После смещения Хрущёва Лебедева изгнали из аппарата ЦК, направили на самую маленькую редакторскую должность в Политиздат и целым рядом придирок довели больного человека до печального конца. Не знаю уж, что остановило Суслова, требовавшего высылки всей моей семьи из Москвы. В отделе пропаганды ЦК, куда меня вызывали в течение многих недель и запугивали страшными карами, если я откажусь, отчетливо чувствовался "приказ Суслова". Но я все-таки отказался. Полвека этот человек подвизался в верхних и самых верхних эшелонах партийной власти. Конец жизни ему выдался тяжкий. Перед самой смертью, скоротечной и для многих неожиданной, по-видимому, произошла крупная ссора с Брежневым. Так, во всяком случае, говорили в Москве весьма осведомленные люди. Какому-то кругу лиц необходимо было убрать с политической арены Суслова ещё до возможной кончины тяжко больного Генерального секретаря. Эта группа лиц предполагала, что Суслов вполне может оказаться преемником на высоком посту, ведь за ним шла слава старейшего и опытнейшего руководителя, теоретика, он импонировал многим партийным функционерам. Суслов не стал ожидать крупного разговоpa на Президиуме ЦК и сам уехал в больницу на диспансеризацию. Не пережив стрессовой ситуации — скончался.

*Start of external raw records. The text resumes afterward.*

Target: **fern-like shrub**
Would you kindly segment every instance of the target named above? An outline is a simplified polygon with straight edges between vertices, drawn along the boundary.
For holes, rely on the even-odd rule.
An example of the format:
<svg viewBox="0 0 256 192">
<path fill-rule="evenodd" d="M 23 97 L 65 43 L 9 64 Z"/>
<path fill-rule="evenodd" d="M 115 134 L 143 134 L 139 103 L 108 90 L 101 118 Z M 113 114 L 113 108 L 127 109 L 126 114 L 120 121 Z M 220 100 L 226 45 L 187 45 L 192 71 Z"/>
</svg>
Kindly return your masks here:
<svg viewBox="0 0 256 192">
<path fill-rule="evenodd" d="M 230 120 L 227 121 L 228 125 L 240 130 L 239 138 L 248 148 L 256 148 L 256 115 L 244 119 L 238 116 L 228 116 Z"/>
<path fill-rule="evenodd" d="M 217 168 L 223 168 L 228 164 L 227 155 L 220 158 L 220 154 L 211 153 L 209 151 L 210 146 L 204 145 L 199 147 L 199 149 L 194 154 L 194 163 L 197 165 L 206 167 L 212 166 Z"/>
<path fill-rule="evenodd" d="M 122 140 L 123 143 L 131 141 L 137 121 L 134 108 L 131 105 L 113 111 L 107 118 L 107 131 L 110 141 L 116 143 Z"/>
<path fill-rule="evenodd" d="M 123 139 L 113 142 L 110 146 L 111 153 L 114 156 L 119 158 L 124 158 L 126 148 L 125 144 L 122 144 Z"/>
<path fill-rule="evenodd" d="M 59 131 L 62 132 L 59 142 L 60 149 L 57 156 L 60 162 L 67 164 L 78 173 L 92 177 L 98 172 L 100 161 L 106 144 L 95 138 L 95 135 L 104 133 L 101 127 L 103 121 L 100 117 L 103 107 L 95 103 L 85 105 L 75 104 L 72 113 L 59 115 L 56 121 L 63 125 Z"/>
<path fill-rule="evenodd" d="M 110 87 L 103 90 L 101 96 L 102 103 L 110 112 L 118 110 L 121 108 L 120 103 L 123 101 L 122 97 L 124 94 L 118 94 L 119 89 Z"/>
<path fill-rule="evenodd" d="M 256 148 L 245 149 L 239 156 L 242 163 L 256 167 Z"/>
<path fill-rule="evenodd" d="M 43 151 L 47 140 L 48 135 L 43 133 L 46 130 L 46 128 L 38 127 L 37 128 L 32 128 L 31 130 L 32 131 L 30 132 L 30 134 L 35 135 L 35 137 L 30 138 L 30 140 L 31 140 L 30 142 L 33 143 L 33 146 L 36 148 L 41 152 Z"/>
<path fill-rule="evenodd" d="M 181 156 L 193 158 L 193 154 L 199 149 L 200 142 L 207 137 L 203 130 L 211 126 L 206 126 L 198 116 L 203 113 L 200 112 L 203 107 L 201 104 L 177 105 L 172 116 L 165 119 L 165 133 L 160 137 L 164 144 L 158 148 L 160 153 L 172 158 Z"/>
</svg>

И во время освобождения Хрущёва, и после давалось немало заверений в необходимости улучшения руководства делами страны, восстановления коллегиальности. Эти заверения были восприняты с надеждой. Однако становилось все яснее, насколько расходятся слова и дела. По сути, взяли реванш те силы, которые хотели спокойствия, благополучия, "надежного" вождя — защитника интересов бюрократической группы лиц, все больше удалявшейся от народа.

Смещение Хрущёва с высоких партийных и государственных постов хоть и было для многих громом среди ясного неба, однако большого сожаления не вызвало. Это событие нашло необычайно бурный отклик за границей. В стране почти во всех социальных группах общества обозначились те или иные претензии к Хрущёву. Военным он срезал пенсии, а также слишком часто проводил сокращения армии. Держатели займов ставили ему в вину прекращение тиражей, забыв о том, что и подписка на займы с 1957 года не проводилась. Вспомнили денежную реформу, вернее, изменение курса рубля, кукурузу, разъединение обкомов партии, ликвидацию министерств, совнархозы. О недовольстве части творческой интеллигенции я уже говорил. Хотя и признавалась всеми заслуга в освобождении миллионов невинных от гнета, репрессий, клеветы, от страха. Для политического деятеля одного этого достаточно, чтобы оставить по себе добрую память. Однако она может быть устойчивой и глубокой только при объективной оценке роли и места личности в историческом процессе.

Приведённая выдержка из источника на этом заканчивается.